In the end, the coup came down to simple economics. The emergency government had neglected to pay their employees for three weeks; whereas Sir Adam's party had, if not put a chicken in every pot, at least put a loaf of bread and tripe in dripping on every table that was spread with yesterday's copy of
The Leveler
in lieu of a tablecloth. They didn't have money but they had plenty of guns, and so they'd sent the party militia to seize control of the dockside warehouses. Wherein they found plenty of bulk grain that had been stockpiled for export, and which they lost no time in distributing to the people. It was a short-term gambit, but it paid off: Nothing buys friends in a famine like a temporarily full belly.

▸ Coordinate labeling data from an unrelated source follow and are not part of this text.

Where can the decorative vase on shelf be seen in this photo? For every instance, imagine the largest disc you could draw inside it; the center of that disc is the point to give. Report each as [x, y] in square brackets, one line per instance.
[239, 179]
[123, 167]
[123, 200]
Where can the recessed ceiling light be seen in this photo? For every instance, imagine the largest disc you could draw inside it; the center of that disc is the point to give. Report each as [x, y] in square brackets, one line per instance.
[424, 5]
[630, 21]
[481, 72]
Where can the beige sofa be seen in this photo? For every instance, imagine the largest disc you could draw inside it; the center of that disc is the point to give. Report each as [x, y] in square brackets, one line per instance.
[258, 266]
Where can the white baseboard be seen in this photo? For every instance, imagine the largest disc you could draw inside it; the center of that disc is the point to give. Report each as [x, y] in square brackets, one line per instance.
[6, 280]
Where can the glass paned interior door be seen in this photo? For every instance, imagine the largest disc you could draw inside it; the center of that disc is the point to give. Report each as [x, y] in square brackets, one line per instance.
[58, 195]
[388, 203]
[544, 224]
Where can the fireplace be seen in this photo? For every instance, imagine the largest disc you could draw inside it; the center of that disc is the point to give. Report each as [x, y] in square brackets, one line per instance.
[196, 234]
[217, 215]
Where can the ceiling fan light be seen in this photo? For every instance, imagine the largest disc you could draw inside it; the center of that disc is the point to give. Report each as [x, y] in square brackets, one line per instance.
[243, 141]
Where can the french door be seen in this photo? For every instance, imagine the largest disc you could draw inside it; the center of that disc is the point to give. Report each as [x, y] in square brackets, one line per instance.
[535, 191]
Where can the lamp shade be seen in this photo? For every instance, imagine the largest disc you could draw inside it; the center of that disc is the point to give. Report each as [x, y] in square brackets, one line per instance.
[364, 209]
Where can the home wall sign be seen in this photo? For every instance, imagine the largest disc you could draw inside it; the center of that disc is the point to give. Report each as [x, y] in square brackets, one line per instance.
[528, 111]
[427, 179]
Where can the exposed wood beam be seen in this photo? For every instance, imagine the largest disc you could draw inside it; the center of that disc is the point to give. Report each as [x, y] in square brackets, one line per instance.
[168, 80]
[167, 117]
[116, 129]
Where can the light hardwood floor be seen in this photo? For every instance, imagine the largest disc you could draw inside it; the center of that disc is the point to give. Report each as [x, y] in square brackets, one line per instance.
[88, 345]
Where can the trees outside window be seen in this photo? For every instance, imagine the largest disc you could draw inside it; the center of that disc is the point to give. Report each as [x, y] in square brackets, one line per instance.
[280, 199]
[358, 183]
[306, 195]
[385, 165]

The morning of the coup came three days after the Patriot Club withdrew from the emergency assembly. Patriot gangs had taken to the streets of New London, protesting the Levelers' presence in the debating chamber with paving stones and pry bars. They'd scoured the army barracks, recruiting the wrong kind of soldiers-angry, unpaid young men, their bellies full of looted beer, looking for someone to blame. "We can't allow this to continue," Sir Adam had said, his voice tinny over the crackling electrograph conference call. "They'll cause chaos, and the people will blame us for losing control of the situation. So they must be stopped. Tomorrow morning, I want to see every man we've got turned out and ready for action. The Freedom Riders will patrol the streets around Parliament and the government buildings on Grosvenor Street; those of you in charge of departments will go to your offices with your guards and secure them against intrusion."